Kingston was brought onto the verandah in Gregs arms
immediately raising  his voice and flapping an arm in excitement
then very softly he says hellooo…
wallaby munched on mostly  unperturbed,  the ear swivelling to keep track of us.
The paper mache room  was a fun project 
begun one day after discussions around 
the conformity of building.
an idea to explore something other took shape.
we started with tomato stakes, 
maybe the tomato season was over or we were growing them stakeless that year.
we tied stakes together with tie wire
creating a frame on which we could hang cardboard. 
we chose the south-western corner of the verandah 
and yes it meant that the verandah would no longer be accessible all the way around.
mmm probably debated that one  a good long while.
for the children the verandah was one of the play spaces,
rolling skating, learning to write two-wheeler bikes,
market stalls when they wanted money and we had to buy
 and of course the scene for their theatre productions.
forging ahead we  attached cardboard with one of my most favourite tools
the  staple gun.
so easy with so many applications.
no gal should be without one.
after attaching the cardboard
we applied layers of paper, magazine, newsprint using a cornflour glue
with a bit of tansy thrown in  to ward off silverfish and their elk.

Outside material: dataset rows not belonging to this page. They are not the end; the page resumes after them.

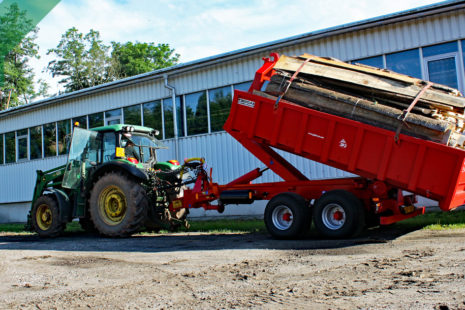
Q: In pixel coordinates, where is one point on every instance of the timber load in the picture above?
(373, 96)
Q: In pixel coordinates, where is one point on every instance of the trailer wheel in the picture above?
(45, 217)
(339, 214)
(287, 216)
(118, 205)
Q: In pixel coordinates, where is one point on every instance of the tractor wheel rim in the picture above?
(282, 217)
(112, 205)
(44, 217)
(333, 216)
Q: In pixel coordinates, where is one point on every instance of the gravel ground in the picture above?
(384, 269)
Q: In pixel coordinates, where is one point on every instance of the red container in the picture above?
(426, 168)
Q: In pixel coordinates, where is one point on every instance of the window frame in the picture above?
(18, 137)
(458, 66)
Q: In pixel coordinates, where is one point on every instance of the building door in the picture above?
(443, 69)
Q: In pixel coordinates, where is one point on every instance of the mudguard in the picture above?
(64, 204)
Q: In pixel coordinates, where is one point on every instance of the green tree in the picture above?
(130, 59)
(18, 86)
(82, 60)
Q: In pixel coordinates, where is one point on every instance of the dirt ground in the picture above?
(384, 269)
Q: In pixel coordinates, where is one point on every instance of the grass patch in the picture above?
(228, 226)
(436, 221)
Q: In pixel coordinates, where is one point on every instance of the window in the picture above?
(243, 86)
(50, 142)
(152, 115)
(1, 149)
(64, 136)
(132, 115)
(10, 147)
(196, 113)
(440, 49)
(376, 61)
(22, 143)
(406, 62)
(113, 117)
(220, 104)
(35, 142)
(109, 145)
(441, 63)
(82, 120)
(168, 117)
(95, 120)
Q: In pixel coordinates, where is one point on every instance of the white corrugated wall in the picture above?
(227, 157)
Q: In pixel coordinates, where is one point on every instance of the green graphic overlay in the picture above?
(14, 27)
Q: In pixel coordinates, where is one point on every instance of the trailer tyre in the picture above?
(45, 217)
(287, 216)
(118, 205)
(339, 214)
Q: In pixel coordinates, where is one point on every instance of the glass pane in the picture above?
(50, 143)
(10, 147)
(243, 86)
(36, 142)
(220, 104)
(64, 136)
(407, 62)
(82, 156)
(1, 149)
(109, 146)
(371, 61)
(113, 117)
(196, 113)
(439, 49)
(152, 115)
(21, 135)
(132, 115)
(95, 120)
(443, 71)
(168, 117)
(82, 120)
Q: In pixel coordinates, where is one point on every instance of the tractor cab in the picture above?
(125, 146)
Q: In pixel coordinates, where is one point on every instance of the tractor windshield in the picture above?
(82, 155)
(146, 145)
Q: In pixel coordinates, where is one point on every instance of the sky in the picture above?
(198, 29)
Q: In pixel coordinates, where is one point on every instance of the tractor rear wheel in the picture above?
(118, 205)
(45, 217)
(287, 216)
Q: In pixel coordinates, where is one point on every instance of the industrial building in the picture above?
(189, 102)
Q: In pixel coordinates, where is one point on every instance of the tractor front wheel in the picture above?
(45, 217)
(118, 205)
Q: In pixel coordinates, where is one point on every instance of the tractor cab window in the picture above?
(83, 155)
(109, 145)
(146, 146)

shelves were shaped  all the way around the room
 leaving spaces for windows and  odd bits of funky coloured glass.
 a paper mache door was custom made to fit.
not a problem because  
at that time we were really into paper mache
making bowls and trays 
 and coffee tables
and giant flowers 15 foot high.
 it was easy to mould  a room
anyone could help, and they did
taking  shape over many years.
well actually, if truth be told 
it is still in  the ongoing project basket
nothing is ever really finished here,
not quite, 
like life continuing 
until, it doesn’t.
but then I reckon it still does,
just in another format.
as a protective measure we decided to overlay 
 hessian on the outside which we then  painted with a  slurry of concrete 
to give that ferrous cement look.
inside it was painted a sunshine yellow
and furnished very simply with a bed.
a season or two ago  I found a python skin under there
but I never told future occupants 
because some people would not respond well.

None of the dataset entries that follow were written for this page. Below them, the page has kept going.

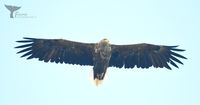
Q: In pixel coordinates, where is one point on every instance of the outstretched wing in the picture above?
(57, 50)
(145, 56)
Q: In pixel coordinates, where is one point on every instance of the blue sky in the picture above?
(30, 82)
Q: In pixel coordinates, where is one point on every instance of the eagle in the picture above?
(101, 55)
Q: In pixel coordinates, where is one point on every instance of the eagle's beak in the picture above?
(98, 82)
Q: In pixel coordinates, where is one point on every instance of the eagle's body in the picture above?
(101, 55)
(101, 59)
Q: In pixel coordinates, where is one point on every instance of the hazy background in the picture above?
(30, 82)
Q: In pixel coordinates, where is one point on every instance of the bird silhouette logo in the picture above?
(12, 9)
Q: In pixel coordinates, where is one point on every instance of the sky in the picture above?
(161, 22)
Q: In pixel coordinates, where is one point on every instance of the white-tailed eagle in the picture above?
(101, 55)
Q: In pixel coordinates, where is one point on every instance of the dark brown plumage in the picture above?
(101, 55)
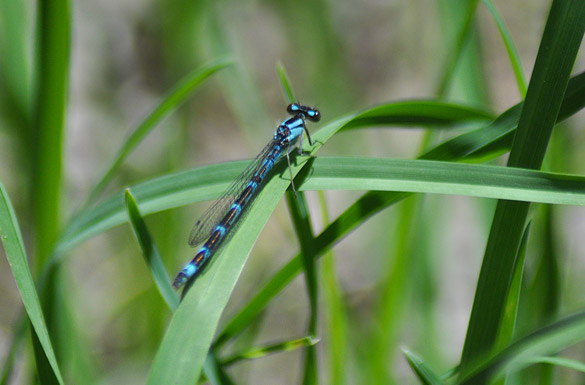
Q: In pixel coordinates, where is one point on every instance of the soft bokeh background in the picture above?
(341, 56)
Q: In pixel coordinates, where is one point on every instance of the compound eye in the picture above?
(293, 108)
(314, 115)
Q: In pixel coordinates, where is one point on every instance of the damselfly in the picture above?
(222, 216)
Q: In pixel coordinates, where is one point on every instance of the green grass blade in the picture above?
(14, 246)
(418, 113)
(170, 102)
(15, 60)
(467, 8)
(560, 361)
(424, 176)
(179, 189)
(424, 373)
(263, 351)
(54, 20)
(285, 83)
(562, 37)
(302, 224)
(548, 340)
(510, 47)
(150, 251)
(336, 331)
(185, 346)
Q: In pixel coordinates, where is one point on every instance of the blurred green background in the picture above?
(341, 57)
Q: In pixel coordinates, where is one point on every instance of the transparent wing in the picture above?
(205, 225)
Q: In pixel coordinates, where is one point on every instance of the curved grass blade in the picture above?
(548, 340)
(176, 190)
(150, 251)
(208, 183)
(171, 101)
(373, 202)
(559, 361)
(263, 351)
(184, 348)
(14, 246)
(418, 112)
(559, 46)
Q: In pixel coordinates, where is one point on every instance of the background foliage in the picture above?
(470, 273)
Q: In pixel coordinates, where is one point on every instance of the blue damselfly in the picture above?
(222, 216)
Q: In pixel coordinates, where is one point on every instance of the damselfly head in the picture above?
(308, 112)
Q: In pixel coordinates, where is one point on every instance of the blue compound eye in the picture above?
(293, 108)
(313, 115)
(309, 112)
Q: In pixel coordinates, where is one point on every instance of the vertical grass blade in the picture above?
(13, 245)
(510, 47)
(150, 251)
(54, 28)
(302, 224)
(285, 83)
(556, 55)
(336, 314)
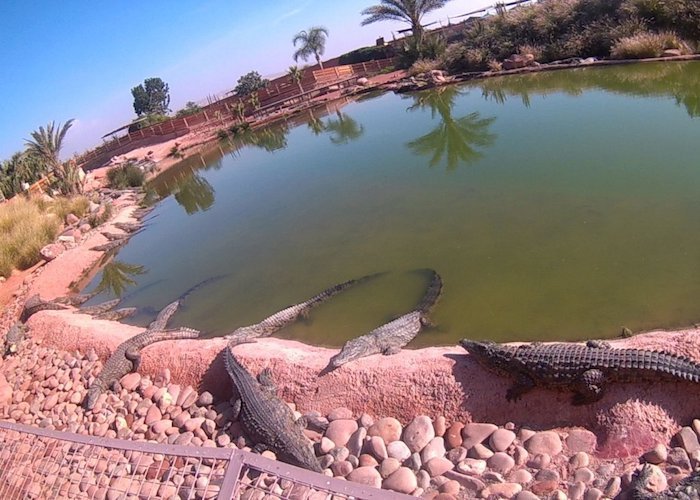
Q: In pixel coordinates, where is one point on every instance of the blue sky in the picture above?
(79, 59)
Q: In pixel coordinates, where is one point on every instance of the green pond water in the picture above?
(559, 205)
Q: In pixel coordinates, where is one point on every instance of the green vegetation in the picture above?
(152, 97)
(249, 83)
(409, 11)
(191, 108)
(124, 176)
(28, 224)
(311, 43)
(559, 29)
(365, 54)
(296, 74)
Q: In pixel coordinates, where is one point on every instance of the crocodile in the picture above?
(389, 338)
(289, 315)
(582, 368)
(266, 419)
(127, 357)
(14, 337)
(35, 303)
(686, 489)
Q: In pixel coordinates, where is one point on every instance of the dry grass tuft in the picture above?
(644, 45)
(24, 229)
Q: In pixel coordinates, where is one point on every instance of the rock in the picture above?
(377, 447)
(366, 475)
(340, 430)
(501, 490)
(205, 399)
(581, 440)
(435, 448)
(501, 439)
(544, 442)
(501, 462)
(580, 459)
(687, 439)
(388, 467)
(403, 481)
(476, 433)
(438, 466)
(340, 414)
(453, 436)
(51, 251)
(418, 433)
(388, 428)
(398, 450)
(679, 457)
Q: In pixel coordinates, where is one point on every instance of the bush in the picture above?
(24, 229)
(645, 45)
(423, 66)
(124, 176)
(366, 54)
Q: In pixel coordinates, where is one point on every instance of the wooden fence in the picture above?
(277, 91)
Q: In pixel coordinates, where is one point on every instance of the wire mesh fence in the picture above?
(45, 464)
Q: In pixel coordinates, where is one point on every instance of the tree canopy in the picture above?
(409, 11)
(151, 97)
(249, 83)
(311, 43)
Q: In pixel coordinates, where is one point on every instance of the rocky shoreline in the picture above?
(413, 423)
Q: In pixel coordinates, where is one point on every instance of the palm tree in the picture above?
(46, 144)
(410, 11)
(296, 75)
(313, 43)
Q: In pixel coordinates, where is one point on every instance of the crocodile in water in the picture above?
(686, 489)
(584, 369)
(390, 337)
(127, 357)
(266, 419)
(287, 316)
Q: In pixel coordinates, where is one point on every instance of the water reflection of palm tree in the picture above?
(117, 276)
(456, 139)
(344, 129)
(194, 193)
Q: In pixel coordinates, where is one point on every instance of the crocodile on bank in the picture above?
(266, 419)
(287, 316)
(686, 489)
(391, 337)
(13, 338)
(127, 357)
(583, 369)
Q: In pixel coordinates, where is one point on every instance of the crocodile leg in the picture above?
(133, 355)
(523, 384)
(589, 388)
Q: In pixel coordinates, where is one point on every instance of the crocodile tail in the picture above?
(334, 290)
(432, 294)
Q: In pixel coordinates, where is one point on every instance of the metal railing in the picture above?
(43, 464)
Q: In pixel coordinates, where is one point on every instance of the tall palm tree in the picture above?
(410, 11)
(47, 143)
(313, 43)
(296, 74)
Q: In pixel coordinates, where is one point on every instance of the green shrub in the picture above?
(124, 176)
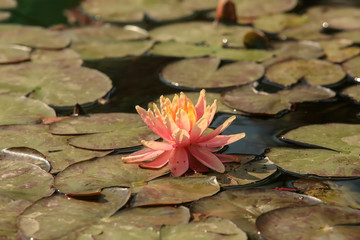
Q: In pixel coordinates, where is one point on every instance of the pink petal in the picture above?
(142, 155)
(221, 140)
(157, 145)
(218, 130)
(179, 162)
(159, 161)
(207, 158)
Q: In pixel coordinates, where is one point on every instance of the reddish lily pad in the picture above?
(210, 228)
(176, 190)
(310, 222)
(91, 176)
(22, 110)
(205, 73)
(13, 53)
(245, 205)
(32, 36)
(57, 216)
(109, 131)
(55, 85)
(248, 99)
(315, 72)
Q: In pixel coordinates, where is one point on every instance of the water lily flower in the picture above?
(182, 125)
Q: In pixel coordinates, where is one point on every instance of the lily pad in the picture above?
(351, 67)
(108, 131)
(91, 176)
(13, 53)
(206, 73)
(210, 228)
(310, 222)
(55, 148)
(32, 36)
(22, 110)
(353, 92)
(57, 216)
(315, 72)
(55, 85)
(248, 99)
(176, 190)
(243, 206)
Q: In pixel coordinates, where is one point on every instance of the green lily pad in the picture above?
(338, 50)
(108, 131)
(351, 67)
(57, 216)
(278, 22)
(55, 148)
(248, 99)
(32, 36)
(24, 154)
(91, 176)
(353, 92)
(315, 72)
(55, 85)
(13, 53)
(176, 190)
(243, 206)
(21, 180)
(310, 222)
(22, 110)
(206, 73)
(210, 228)
(134, 11)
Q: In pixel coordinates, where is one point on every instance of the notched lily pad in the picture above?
(315, 72)
(248, 99)
(91, 176)
(207, 73)
(310, 222)
(176, 190)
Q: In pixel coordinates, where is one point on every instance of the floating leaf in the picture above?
(315, 72)
(22, 110)
(243, 206)
(248, 99)
(32, 36)
(210, 228)
(91, 176)
(57, 216)
(176, 190)
(205, 73)
(310, 222)
(55, 85)
(109, 131)
(13, 53)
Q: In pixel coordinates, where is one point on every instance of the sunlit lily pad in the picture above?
(352, 67)
(315, 72)
(177, 49)
(55, 148)
(248, 99)
(245, 205)
(210, 228)
(353, 92)
(109, 131)
(91, 176)
(134, 11)
(176, 190)
(310, 222)
(62, 215)
(22, 110)
(13, 53)
(207, 73)
(55, 85)
(32, 36)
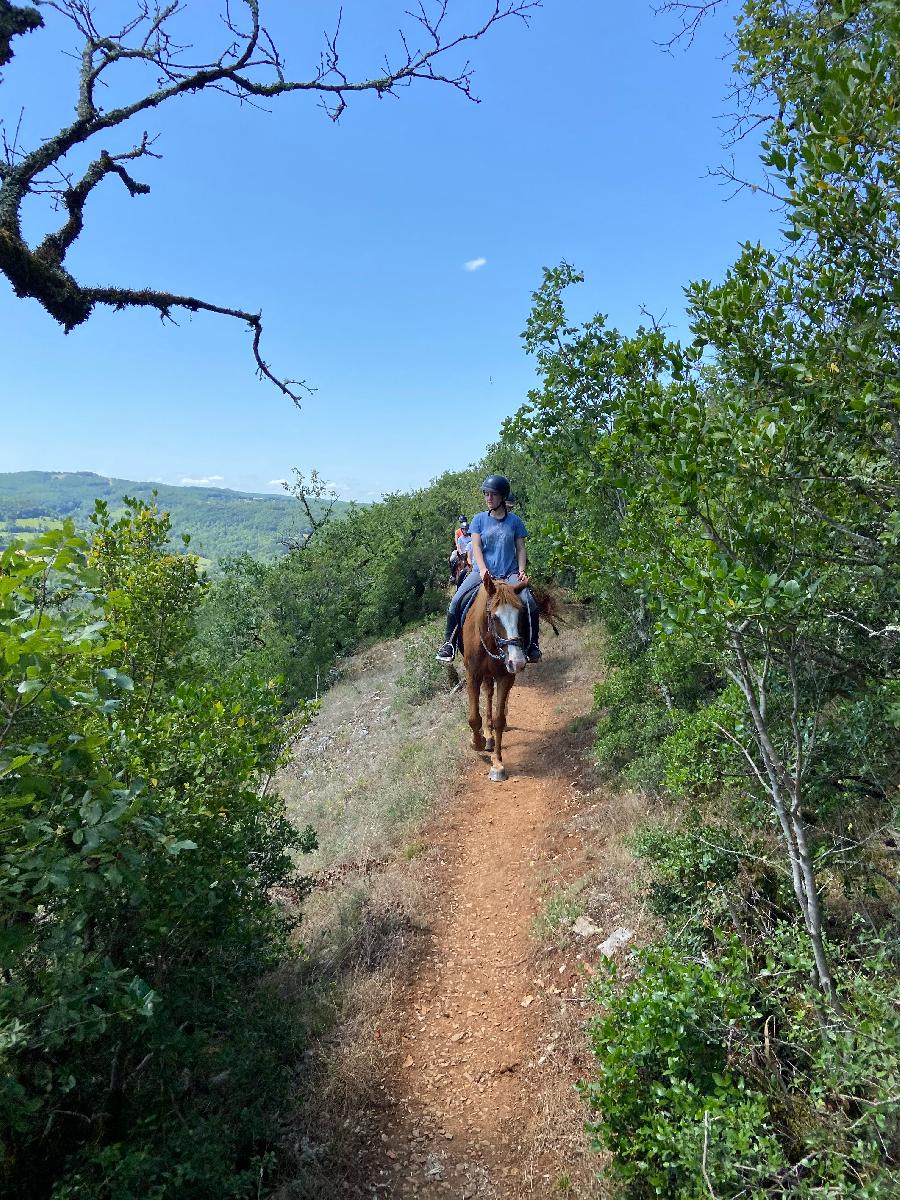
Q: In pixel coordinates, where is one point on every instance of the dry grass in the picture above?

the room became Zoes when the boyfriend came on the scene
and it just wasnt cool to have him sleep in the girls room.
she was 16 and wanted her fella to come and stay in the weekends.
what do you do?
you make a space for them ,
make them welcome and support their exploration into adulthood.
I had always said to them that when they were ready for boy germs they could bring them home
and put them in their beds
and so they did.
no backseat  of the cars for you  I said,
no hiding or lying no shame no guilt.
let us treat this stage of development as normal as cutting teeth
and so we did.

‘I see the world with rosy coloured glasses’

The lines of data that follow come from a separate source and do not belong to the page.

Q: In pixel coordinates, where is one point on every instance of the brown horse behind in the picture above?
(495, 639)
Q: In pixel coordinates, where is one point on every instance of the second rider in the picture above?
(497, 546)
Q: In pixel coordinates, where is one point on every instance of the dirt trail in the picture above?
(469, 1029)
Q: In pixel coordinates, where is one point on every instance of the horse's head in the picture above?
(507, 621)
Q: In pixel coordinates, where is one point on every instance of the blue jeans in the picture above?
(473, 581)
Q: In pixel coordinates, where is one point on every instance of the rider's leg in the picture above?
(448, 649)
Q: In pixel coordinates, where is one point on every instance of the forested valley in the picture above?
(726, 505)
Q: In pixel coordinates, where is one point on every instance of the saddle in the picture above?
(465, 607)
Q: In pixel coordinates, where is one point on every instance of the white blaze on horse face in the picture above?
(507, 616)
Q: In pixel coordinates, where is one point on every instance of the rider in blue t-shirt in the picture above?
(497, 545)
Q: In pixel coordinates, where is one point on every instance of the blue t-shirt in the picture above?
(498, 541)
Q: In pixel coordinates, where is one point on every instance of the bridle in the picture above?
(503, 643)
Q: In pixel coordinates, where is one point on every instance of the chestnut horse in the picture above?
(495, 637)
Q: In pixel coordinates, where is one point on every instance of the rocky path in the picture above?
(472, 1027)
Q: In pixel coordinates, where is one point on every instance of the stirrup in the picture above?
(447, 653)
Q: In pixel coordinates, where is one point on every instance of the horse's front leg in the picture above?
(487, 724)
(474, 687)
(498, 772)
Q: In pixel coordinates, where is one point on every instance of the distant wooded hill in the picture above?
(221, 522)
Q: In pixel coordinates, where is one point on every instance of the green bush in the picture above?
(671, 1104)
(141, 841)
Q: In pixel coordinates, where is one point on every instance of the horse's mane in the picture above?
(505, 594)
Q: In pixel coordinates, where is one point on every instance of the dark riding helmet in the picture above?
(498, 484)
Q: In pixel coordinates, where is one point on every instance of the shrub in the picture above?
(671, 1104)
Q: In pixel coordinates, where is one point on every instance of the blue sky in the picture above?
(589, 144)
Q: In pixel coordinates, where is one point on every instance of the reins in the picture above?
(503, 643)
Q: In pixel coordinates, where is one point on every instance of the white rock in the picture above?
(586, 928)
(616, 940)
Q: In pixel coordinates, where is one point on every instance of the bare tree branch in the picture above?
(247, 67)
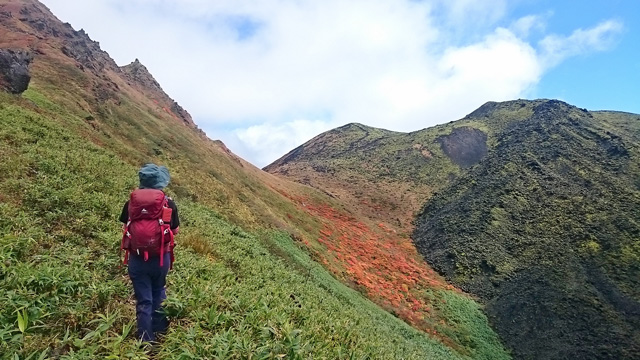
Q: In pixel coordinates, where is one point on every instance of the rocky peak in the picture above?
(14, 70)
(139, 76)
(138, 73)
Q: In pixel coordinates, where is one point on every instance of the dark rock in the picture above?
(465, 146)
(14, 70)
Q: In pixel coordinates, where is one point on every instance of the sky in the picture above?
(265, 76)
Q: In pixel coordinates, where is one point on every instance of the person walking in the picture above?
(150, 221)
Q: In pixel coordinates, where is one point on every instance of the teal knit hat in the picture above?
(153, 176)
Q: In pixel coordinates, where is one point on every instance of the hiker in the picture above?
(150, 221)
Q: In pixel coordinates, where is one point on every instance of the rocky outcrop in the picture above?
(137, 75)
(465, 146)
(14, 70)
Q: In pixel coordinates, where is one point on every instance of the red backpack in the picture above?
(148, 230)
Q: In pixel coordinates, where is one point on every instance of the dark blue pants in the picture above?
(148, 280)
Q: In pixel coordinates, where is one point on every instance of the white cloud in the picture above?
(556, 48)
(249, 71)
(265, 142)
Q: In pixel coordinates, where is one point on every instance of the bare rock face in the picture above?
(14, 70)
(138, 75)
(465, 146)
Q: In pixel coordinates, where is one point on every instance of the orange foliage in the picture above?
(383, 265)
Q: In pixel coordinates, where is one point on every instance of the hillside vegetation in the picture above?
(530, 205)
(545, 230)
(247, 282)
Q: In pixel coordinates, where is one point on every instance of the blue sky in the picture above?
(265, 76)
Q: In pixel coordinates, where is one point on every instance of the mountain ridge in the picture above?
(583, 143)
(264, 266)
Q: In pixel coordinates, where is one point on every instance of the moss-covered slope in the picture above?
(244, 285)
(545, 230)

people walk into our lounge room and assume  the floor is stone
it isn’t.
it is mud, 
it is clay and water mixed together  just like those ploppy mud pies we loved to make as kids.
wheelbarrow after wheelbarrow of the slush was wheeled in and dumped .
months went by and the floor dried leaving cracks running higgedly and piggedly in all directions
which a more liquid mud filled in.
that is not the only way to do it you know. 
John’s   friends came down from Newcastle to lend a hand and see what had drawn their mate away from their world.
they  thought he was mad but loved him anyway and got in  with backs and shovels
making a “mud !!!  you have got to be kidding floor”.
 some rounds of tree were sunk in at  one end of the lounge room 
just because you can when you work with mud 
like bottles in your wall perhaps.
 it was finished with a mix of turps , linseed oil and beeswax
which preserves it and gives it a shine that  brings out the varying colours of the earth.
golden wax has filled in some of the frets over the years.
there is something deeply primal and sensual about our floors.
the house  is known as a passive design system 
using the elements  
working it all together
to provide cool in summer and  warm in winter.
it made sense 
it still makes sense.
and besides that,
it is rugged 
bending to the diverse wishes of  all of us.
the real estate guy came out a few years ago for a valuation involving one of many tussles
with exs and partners who wanted blood.
he called it  a rustic cottage, 
at the time I was offended
it is so not a cottage, I spluttered 
it’s a castle,
a grand affair of earth and stained glass 
of verandahs opening into each of the directions
blurring  the lines between inside and outside.
some people obviously don’t see what I  see 
some see the webs, the dust, the fret of mud and scat of lizard .
some see the absence of laminated surfaces and cupboard doors.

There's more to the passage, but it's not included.